奨学金を個人再生する場合に保証人に及ぶ影響とは
社会に出てから奨学金の返済に苦しむひとが検討する手続きとして個人再生がありますが、奨学金には保証人がついていることが多く、個人再生を行った場合に保証人にどのような影響があるかは知っておくべき問題です。
奨学金は個人再生の対象になる
貸与型の奨学金は、消費者金融や銀行からの借り入れと同様に「借金」として扱われるため、個人再生の対象となります。
個人再生とは、裁判所に申し立てて借金を大幅に減額し、原則として3年間で分割返済する手続きです。
奨学金の返済額の減額
個人再生では、借金総額に応じて返済額が減額されます。
一般的に、借金総額の5分の1から10分の1程度まで減額される(最低100万円までの減額)可能性があります。

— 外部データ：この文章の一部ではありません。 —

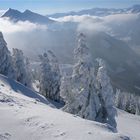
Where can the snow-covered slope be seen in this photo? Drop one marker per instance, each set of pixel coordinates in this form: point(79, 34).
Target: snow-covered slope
point(24, 117)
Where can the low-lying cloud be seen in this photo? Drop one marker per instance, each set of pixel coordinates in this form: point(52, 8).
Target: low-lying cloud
point(7, 26)
point(61, 36)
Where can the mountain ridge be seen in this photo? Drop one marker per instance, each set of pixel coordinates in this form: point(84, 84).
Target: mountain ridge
point(28, 15)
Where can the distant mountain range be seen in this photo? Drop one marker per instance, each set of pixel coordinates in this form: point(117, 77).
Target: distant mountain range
point(28, 15)
point(99, 11)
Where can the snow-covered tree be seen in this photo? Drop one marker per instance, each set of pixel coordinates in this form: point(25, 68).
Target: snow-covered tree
point(105, 91)
point(55, 75)
point(49, 78)
point(82, 98)
point(6, 67)
point(21, 68)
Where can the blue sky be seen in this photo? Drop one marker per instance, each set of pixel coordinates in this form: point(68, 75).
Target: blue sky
point(52, 6)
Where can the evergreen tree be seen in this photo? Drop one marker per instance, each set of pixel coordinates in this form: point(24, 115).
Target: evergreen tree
point(20, 65)
point(6, 67)
point(82, 99)
point(105, 91)
point(49, 78)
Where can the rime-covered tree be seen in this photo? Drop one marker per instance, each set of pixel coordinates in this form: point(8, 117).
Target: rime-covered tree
point(55, 75)
point(48, 79)
point(21, 68)
point(82, 99)
point(105, 91)
point(6, 67)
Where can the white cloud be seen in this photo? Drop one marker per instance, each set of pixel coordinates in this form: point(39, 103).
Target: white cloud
point(7, 26)
point(2, 11)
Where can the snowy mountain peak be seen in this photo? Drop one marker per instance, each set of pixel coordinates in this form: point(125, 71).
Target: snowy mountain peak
point(27, 15)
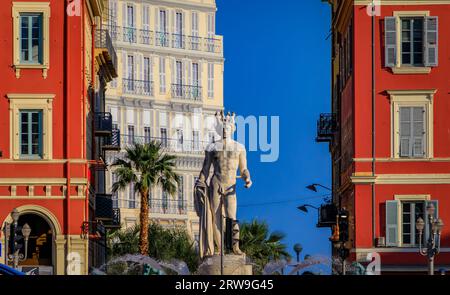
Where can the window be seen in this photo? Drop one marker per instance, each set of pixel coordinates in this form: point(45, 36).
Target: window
point(31, 25)
point(147, 76)
point(31, 38)
point(164, 137)
point(115, 195)
point(412, 132)
point(178, 36)
point(165, 201)
point(132, 197)
point(147, 135)
point(411, 42)
point(180, 139)
point(130, 74)
point(31, 134)
point(195, 141)
point(401, 217)
point(179, 79)
point(412, 125)
point(195, 43)
point(162, 75)
point(181, 205)
point(31, 126)
point(131, 134)
point(195, 81)
point(211, 137)
point(210, 80)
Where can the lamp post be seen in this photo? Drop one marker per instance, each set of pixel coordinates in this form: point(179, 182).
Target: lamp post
point(433, 245)
point(14, 234)
point(298, 249)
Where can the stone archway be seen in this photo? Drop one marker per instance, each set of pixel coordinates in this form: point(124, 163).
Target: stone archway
point(45, 245)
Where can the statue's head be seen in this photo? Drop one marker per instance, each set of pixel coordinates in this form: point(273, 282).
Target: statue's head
point(225, 125)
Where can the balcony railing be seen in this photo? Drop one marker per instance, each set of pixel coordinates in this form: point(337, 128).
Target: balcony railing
point(138, 87)
point(326, 127)
point(188, 92)
point(168, 144)
point(165, 39)
point(103, 42)
point(102, 124)
point(112, 143)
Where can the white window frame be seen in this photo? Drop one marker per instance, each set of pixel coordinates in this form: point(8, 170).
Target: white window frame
point(31, 7)
point(411, 98)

例えば、奨学金を含む借金総額が600万円の場合、個人再生によって返済義務が120万円まで減額される可能性があります。
ただし、所有している財産の評価額によっては、返済額が増える場合もあります。
奨学金を個人再生する場合に保証人に及ぶ影響とは
個人再生を申し立ての効果は、保証人などの本人以外の者には及ばないため、個人再生によって、本人の返済義務が減額された場合、保証人は残りの奨学金全額の返済義務を負うという影響があります。
そして、日本学生支援機構などの奨学金の貸主は、本人に代わって保証人に残額の一括返済を請求することができます。
個人再生を検討する際は、事前に保証人や連帯保証人に状況を説明し、理解を得ることが非常に重要です。
機関保証の場合に及ぶ影響とは
親や親戚などが保証人となる人的保証ではなく、保証機関が保証する機関保証を利用していた場合には、人的保証のように親や親戚などに迷惑をかけることはありません。
機関保証の場合、本人が返済できなくなると保証機関が代わりに返済し、その後本人に請求します。
親などの保証人が一括請求を受けた場合の対応策
親などの保証人が奨学金の一括請求を受けた場合でも、慌てずに対応することが大切です。
日本学生支援機構の場合、原則として保証人からの分割返済の申し入れに応じることも多いです。
そのため、個人再生を検討する際は、事前に保証人や連帯保証人に状況を説明し、理解を得た後に、保証人と共に奨学金機構と交渉し、分割払いを認めてもらうよう相談することが考えられます。
また、奨学金には返還期限猶予制度や減額返還制度といった救済制度が用意されている場合があり、これらの制度を利用することで返済の負担を軽減できる可能性もあります。
まとめ
奨学金は個人再生の対象となり、本人の返済額を大幅に減額できる可能性がありますが人的保証を利用している場合、保証人が減額分の一括請求を受けるリスクがあります。
奨学金の返済や個人再生、保証人への影響について不安がある場合は、ひとりで悩まずに弁護士や司法書士などの法律の専門家に相談することをおすすめします。